HOWARD: That's right. Even though it's an assembly line, there is a sense of ownership.

CHAKRABARTI: Correct.

HOWARD: There's agency by the people in the assembly line. They're not sitting there daydreaming. They're watching to see that things are working correctly.

CHAKRABARTI: Philip, I'm so sorry, people get mad at me when I interrupt you, but we only have a minute and a half left in the conversation, unfortunately.

So give me your final thought about, you're talking about a complete overhaul or just renaissance in the way Americans think about a lot of things. How do we even begin this?

HOWARD: I think that if we want to address the resentment that drives the support of Trump, and if we want to address the inefficiencies in the public sector, dealing with the homelessness and the like, we need to acknowledge that the current system needs to be overhauled and that we're suffering from system failure.
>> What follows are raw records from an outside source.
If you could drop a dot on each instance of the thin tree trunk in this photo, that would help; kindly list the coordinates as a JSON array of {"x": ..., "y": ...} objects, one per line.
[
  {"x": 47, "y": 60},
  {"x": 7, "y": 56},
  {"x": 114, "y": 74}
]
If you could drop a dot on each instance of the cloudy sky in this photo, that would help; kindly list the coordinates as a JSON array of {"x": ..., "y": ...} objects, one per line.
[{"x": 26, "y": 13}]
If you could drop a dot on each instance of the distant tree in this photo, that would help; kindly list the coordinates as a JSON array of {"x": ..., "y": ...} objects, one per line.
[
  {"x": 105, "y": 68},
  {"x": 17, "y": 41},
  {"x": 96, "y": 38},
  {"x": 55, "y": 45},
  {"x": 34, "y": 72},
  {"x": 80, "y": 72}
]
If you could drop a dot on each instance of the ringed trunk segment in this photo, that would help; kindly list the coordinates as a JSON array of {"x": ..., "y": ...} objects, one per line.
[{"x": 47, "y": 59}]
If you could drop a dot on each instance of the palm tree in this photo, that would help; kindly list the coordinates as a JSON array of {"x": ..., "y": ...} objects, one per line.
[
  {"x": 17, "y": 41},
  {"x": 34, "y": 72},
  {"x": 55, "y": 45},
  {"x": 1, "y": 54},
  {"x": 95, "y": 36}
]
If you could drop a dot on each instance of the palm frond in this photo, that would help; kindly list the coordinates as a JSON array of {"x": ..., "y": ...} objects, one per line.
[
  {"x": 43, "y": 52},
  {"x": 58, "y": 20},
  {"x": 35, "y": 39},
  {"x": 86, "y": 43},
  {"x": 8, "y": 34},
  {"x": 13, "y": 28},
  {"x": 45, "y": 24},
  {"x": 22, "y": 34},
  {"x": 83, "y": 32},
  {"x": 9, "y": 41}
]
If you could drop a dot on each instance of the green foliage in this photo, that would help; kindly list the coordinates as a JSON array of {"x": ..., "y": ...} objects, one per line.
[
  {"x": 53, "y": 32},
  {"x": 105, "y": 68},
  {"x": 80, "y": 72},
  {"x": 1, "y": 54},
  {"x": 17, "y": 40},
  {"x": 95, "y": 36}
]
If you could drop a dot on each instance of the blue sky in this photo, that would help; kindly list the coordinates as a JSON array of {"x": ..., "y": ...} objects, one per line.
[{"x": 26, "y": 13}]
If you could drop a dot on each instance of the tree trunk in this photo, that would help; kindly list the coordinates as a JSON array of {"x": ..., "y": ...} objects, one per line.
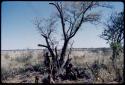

And we need not a system that deregulates, but a system that gives more human agency in regulation so that regulation works better. And so I'm talking with leading figures in all different areas right now to try to organize a working group to actually come up with visions about how it should work and then try to sell the political system on the necessity.

We're talking about system overhaul, to make things work. And by the way, to give back to Americans their sense of pride and ownership in their daily choices.

This program aired on March 29, 2024.